The birth certificate of a person who was born a woman but now identifies as a man and has undergone extensive medical treatment for gender transition should be changed to show he is male, the Indiana Court of Appeals ruled Thursday.
A Tippecanoe County man asked the court to grant his petition for change of gender, which is required to change a birth certificate. He had begun living as a male in 2011 and later completed sex reassignment surgery. All other important documents in his life reflected his male gender except for his birth certificate. The trial court denied the petition, believing it did not have authority to grant the request since the General Assembly had not yet spoken on the issue.
“I.C. §16-37-2-10 provides general authority for the amendment of birth certificates, without any express limitation (in the statute or elsewhere) regarding gender amendments. In light of this statute, as well as the inherent equity power of a court of general jurisdiction, we conclude that the trial court had authority to grant the petition at hand,” Judge Ezra Friedlander wrote in In Re Petition for Change of Birth Certificate, 79A03-1403-MI-91.

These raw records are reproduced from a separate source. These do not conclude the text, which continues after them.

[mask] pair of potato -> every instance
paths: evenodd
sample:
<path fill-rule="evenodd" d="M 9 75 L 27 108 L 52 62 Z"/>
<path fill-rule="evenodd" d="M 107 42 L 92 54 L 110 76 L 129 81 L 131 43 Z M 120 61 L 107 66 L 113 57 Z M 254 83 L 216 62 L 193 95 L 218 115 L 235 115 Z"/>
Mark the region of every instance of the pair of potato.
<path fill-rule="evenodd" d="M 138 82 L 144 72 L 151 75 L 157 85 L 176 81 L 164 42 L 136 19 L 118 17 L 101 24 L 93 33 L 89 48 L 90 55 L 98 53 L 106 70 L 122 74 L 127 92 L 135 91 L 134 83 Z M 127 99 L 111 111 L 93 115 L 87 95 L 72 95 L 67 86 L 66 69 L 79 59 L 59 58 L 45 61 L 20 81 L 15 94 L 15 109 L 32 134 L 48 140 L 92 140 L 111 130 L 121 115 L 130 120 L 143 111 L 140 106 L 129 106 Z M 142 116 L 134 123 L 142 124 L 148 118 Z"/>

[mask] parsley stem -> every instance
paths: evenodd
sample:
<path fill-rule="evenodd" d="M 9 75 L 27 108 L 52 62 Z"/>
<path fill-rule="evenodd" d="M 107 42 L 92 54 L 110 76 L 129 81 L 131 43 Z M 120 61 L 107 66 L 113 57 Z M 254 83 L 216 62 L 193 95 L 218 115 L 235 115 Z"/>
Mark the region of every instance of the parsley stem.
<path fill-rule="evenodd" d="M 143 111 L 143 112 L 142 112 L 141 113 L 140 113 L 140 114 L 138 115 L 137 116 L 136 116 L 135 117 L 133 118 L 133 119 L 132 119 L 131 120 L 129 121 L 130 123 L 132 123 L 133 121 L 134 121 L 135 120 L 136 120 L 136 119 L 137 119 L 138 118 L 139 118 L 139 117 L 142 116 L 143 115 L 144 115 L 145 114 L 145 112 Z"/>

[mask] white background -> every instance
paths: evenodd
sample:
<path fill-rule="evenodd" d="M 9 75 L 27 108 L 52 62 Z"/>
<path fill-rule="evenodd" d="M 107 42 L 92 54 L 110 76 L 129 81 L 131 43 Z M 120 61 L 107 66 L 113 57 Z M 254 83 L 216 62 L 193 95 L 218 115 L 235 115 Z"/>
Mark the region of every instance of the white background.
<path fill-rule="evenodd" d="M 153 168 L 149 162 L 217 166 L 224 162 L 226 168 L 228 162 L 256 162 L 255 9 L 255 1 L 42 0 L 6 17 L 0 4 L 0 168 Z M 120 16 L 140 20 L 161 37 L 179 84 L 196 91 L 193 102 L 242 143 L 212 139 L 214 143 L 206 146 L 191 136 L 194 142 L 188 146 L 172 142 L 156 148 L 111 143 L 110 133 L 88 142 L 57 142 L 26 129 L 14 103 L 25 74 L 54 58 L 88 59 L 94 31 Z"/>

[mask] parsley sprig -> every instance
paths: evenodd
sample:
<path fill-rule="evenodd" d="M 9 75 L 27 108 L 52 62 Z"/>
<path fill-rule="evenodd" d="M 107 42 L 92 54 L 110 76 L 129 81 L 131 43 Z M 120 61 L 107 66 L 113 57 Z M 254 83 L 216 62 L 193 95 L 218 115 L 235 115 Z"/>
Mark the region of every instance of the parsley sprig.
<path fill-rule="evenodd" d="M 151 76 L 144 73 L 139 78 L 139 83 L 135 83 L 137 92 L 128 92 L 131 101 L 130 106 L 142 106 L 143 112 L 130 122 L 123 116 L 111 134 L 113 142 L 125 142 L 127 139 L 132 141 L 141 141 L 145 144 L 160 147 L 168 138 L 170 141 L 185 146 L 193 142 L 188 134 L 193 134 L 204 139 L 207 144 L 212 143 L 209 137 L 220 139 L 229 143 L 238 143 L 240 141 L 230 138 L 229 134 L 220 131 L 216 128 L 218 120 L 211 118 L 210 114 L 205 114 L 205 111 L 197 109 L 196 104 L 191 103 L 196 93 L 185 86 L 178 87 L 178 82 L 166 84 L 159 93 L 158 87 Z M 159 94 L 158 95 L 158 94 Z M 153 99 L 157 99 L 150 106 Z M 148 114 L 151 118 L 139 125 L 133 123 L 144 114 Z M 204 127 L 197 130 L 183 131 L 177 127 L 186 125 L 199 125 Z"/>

“The legislature is free to craft specific requirements. Without such guidance, however, it is our view that the ultimate focus should be on whether the petition is made in good faith and not for a fraudulent or unlawful purpose. There can be no question in this case that Appellant made an adequate showing in support of his petition. He presented ample medical evidence regarding his gender transition, which culminated in sex reassignment surgery. Moreover, Appellant’s genuine desire to have all identifying documents conform to his current physical and social identity is apparent.”
The case is remanded for the trial court to grant the petition and issue an order directing the Indiana State Health Department to amend the birth certificate to reflect his male gender.